{smcl}
{* 16oct2006}{...}
{cmd:help nldecompose}{right: ({browse "http://www.stata-journal.com/article.html?article=up0025":SJ9-2: st0152_1})}
{hline}
{title:Title}
{p2colset 5 20 22 2}{...}
{p2col :{hi:nldecompose} {hline 2}}Blinder-Oaxaca decomposition for linear and nonlinear models{p_end}
{p2colreset}{...}
{title:Syntax}
{p 8 19 2}
{cmd:nldecompose}{cmd:,}
{cmd:by(}{it:varname}{cmd:)}
[{cmdab:three:fold}
{cmd:omega(}{it:#}[,{it:#,...}]|{it:omega_option}{cmd:)}
{cmdab:regout:put}
{cmd:bootstrap}
{cmd:bs}
{cmd:bsoptions(}{it:bootstrap_options}{cmd:)}
{cmd:ll(}{it:#}|{it:varname}{cmd:)}
{cmd:ul(}{it:#}|{it:varname}{cmd:)}]{cmd::} {it:regcmd}
{p_end}
{pstd} where {it:regcmd} is the command of the regression model to be
decomposed.
{title:Description}
{pstd} {cmd:nldecompose} performs a Blinder-Oaxaca decomposition of the
mean outcome differential of linear and nonlinear regression models, as
described by Bauer and Sinning (2008). {helpb regress}, {helpb logit},
{helpb probit}, {helpb ologit}, {helpb oprobit}, {helpb tobit}, {helpb intreg},
{helpb truncreg}, {helpb poisson}, {helpb nbreg}, {helpb zip}, {helpb zinb},
{helpb ztp}, and {helpb ztnb} are supported. {cmd:nldecompose} calculates
different variants of the decomposition equation.
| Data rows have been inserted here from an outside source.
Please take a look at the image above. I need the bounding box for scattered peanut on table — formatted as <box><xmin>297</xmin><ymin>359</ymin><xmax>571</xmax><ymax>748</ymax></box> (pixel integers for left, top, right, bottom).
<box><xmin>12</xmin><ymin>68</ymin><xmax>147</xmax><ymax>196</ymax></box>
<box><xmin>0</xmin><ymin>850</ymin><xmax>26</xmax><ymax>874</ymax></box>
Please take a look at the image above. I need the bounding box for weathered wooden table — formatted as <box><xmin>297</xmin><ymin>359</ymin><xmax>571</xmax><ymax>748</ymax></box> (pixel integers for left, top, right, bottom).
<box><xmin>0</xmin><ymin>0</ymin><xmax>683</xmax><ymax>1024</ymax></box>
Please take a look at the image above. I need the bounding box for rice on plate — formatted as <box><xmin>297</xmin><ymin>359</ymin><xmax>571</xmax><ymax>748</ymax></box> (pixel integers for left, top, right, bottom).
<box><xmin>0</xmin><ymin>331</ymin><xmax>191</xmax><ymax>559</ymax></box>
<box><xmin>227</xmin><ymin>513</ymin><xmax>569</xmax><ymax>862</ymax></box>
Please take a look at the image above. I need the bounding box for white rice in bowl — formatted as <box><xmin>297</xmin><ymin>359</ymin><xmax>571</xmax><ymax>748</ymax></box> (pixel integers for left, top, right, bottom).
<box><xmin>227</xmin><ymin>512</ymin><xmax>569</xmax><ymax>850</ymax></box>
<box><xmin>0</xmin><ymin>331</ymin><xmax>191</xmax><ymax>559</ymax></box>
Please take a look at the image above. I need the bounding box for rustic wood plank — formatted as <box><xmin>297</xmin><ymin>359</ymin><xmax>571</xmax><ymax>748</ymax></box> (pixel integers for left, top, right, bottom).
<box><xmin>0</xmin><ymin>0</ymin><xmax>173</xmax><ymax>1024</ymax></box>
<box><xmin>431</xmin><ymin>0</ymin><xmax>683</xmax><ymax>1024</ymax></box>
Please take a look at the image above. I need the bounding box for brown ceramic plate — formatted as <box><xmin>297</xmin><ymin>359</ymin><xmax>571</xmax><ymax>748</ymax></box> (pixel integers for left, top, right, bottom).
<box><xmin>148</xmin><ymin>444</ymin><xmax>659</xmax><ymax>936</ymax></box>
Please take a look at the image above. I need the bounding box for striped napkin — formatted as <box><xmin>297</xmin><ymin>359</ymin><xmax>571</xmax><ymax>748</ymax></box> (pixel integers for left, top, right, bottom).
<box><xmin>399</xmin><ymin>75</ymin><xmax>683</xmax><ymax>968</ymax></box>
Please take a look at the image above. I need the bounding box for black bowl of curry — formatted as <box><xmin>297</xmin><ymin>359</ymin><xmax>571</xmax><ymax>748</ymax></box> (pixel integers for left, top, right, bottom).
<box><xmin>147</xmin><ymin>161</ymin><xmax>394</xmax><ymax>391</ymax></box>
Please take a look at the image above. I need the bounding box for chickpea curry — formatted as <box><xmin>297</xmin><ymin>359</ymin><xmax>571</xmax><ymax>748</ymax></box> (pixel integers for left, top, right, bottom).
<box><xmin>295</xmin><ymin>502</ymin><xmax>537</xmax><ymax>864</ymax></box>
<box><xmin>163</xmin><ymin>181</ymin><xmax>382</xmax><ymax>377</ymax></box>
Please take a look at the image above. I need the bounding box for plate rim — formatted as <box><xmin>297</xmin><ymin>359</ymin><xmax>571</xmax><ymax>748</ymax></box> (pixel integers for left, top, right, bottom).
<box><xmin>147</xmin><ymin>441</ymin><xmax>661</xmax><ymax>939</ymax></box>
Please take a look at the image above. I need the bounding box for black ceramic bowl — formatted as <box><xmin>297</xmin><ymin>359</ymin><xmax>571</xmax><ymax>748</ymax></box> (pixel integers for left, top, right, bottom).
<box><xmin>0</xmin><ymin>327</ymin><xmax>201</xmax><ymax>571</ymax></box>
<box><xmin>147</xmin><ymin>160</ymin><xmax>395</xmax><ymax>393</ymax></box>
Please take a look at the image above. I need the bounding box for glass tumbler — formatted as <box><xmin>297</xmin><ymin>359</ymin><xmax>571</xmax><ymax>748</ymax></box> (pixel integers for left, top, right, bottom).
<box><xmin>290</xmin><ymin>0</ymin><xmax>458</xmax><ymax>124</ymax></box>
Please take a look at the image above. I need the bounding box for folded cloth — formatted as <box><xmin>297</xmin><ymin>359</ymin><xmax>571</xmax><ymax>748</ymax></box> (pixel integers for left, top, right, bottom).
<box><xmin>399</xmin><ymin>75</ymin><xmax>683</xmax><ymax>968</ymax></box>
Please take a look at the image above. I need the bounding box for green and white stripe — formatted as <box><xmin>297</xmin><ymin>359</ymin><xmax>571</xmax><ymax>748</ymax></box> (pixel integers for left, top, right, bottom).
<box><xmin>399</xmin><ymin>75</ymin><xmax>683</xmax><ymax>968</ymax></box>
If desired, the {helpb svy}
prefix can be used.
{pstd} {cmd:nldecompose} requires Stata 10 or higher. Other available
decomposition packages are {helpb decompose}, {helpb fairlie}, and
{helpb oaxaca}, by Ben Jann; {helpb decomp}, by Ian Watson; and
{helpb gdecomp}, by Tam{c a'}s Bartus.
{title:Options}
{phang} {cmd:by(}{it:varname}{cmd:)} specifies the sample of the high group
(A) and the low group (B). {it:varname} should be defined as a dummy variable
that takes on a value of 1 for the group with the higher outcome and a value
of 0 for the group with the lower outcome. {opt by()} is required. {p_end}
{phang} {cmd:threefold} performs a decomposition into three components as
described in Daymont and Andrisani (1984). {p_end}
{phang} {cmd:omega(}{it:#}[{it:,#,...}]|{it:omega_option}{cmd:)} represents
the general weighting matrix as specified by Oaxaca and Ransom (1994).
{opt omega()} can either contain a scalar weight or a vector including the
weights {it:w1,...,wk} on the diagonal of the weighting matrix, where {it:k}
corresponds to the number of coefficients in the model. {it:omega_option} can
be {cmd:reimers}, {cmd:cotton}, or {cmd:neumark}, referring to the
corresponding weighting schemes proposed by Reimers (1983), Cotton (1988), and
Neumark (1988). {p_end}
{phang} {opt regoutput} displays the respective outputs of the two regressions. {p_end}
{phang} {opt bootstrap} calculates bootstrap standard errors and confidence
intervals. {p_end}
{phang} {opt bs} is an alias for {opt bootstrap}. {p_end}
{phang} {cmd:bsoptions(}{it:bootstrap_options}{cmd:)} specifies options of the
internal {opt bootstrap} routine. {cmd:bsoptions()} shares all the options of
the {helpb bootstrap} command. It can be used only in combination with the
internal {opt bootstrap} option of {opt nldecompose}.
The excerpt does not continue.